HC Deb 26 February 1991 vol 186 cc782-3
5. Mr. Andrew Mitchell

To ask the Secretary of State for Employment if he will make a statement about the progress of the training credit pilots.

Mr. Howard

I was delighted to present the first training credits to young people in Suffolk on 14 February. In the coming months some 45,000 young school leavers throughout the pilot areas will have the opportunity to use training credits to obtain approved training of their choice.

Mr. Mitchell

Are not training credits an innovative and extremely individual approach towards training and very welcome because of that? Do they not mark an enormous contrast with the tired and outdated policies rewrapped by the Labour party which depend, as ever, on compulsion and coercion?

Mr. Howard

My hon. Friend is absolutely right. The Labour party has learnt nothing. Its reaction is always the same—reach for a quango, impose a new tax and introduce a dose of compulsion.

Ms. Armstrong

Does the Minister not realise that training credit money is coming out of other money for training, which has been so savagely cut that many people—certainly those served by the Durham TEC—will lose any chance of training and that the opportunity to link training with employers is diminishing due to rising unemployment? In areas such as north-west Durham the position is critical. It is estimated that the cuts will mean up to 1,000 more people unemployed by the end of March. Can the Minister tell us how the additional money that he has announced today will save the opportunities for those people to continue in training?

Mr. Howard

The hon. Lady is entirely wrong about the funding of training credits, which included a substantial element of new money. I am sure that she will find that the additional £120 million that I announced today will go a long way towards increasing the resources that the Durham training and enterprise council will have available to meet the training needs of the county.

Mr.

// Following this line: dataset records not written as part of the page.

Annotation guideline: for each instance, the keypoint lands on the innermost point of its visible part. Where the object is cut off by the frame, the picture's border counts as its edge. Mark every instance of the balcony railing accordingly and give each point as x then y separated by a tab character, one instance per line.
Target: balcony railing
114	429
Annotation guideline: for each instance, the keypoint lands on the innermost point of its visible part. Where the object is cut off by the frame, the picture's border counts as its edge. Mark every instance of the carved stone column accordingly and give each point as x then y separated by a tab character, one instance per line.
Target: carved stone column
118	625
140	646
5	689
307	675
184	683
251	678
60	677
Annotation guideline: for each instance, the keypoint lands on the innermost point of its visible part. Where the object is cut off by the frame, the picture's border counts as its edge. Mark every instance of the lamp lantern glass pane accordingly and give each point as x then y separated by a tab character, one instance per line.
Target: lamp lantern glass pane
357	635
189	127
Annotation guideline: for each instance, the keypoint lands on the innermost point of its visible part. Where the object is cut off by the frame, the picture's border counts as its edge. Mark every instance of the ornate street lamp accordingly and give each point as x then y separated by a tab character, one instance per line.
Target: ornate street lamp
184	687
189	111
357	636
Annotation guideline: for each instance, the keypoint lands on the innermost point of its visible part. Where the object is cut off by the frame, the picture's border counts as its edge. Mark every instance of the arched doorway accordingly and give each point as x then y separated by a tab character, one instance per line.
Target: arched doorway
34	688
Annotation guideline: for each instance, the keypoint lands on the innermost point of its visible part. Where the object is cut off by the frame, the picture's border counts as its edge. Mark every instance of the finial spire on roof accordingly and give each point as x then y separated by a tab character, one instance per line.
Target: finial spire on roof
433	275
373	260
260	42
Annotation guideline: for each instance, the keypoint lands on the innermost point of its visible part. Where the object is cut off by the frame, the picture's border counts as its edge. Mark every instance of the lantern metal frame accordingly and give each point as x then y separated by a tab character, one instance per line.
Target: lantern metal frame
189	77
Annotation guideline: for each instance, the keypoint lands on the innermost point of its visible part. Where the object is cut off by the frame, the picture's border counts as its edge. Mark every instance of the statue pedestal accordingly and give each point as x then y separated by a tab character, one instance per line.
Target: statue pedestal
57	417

Favell

Does my right hon. and learned Friend recall how the Labour party objected when the Government introduced the requirement for young people to report for training if they wished to claim income support—in other words, income support was to be reduced if they did not train? Is he therefore disturbed by the present proposals that the youth training scheme should be abolished?

Mr. Howard

I never know quite what to make of the various suggestions that come from the Labour party about their proposals. Yesterday a new document was produced, which represented yet another change in their proposals. It is such a moving picture that I find it quite bewildering.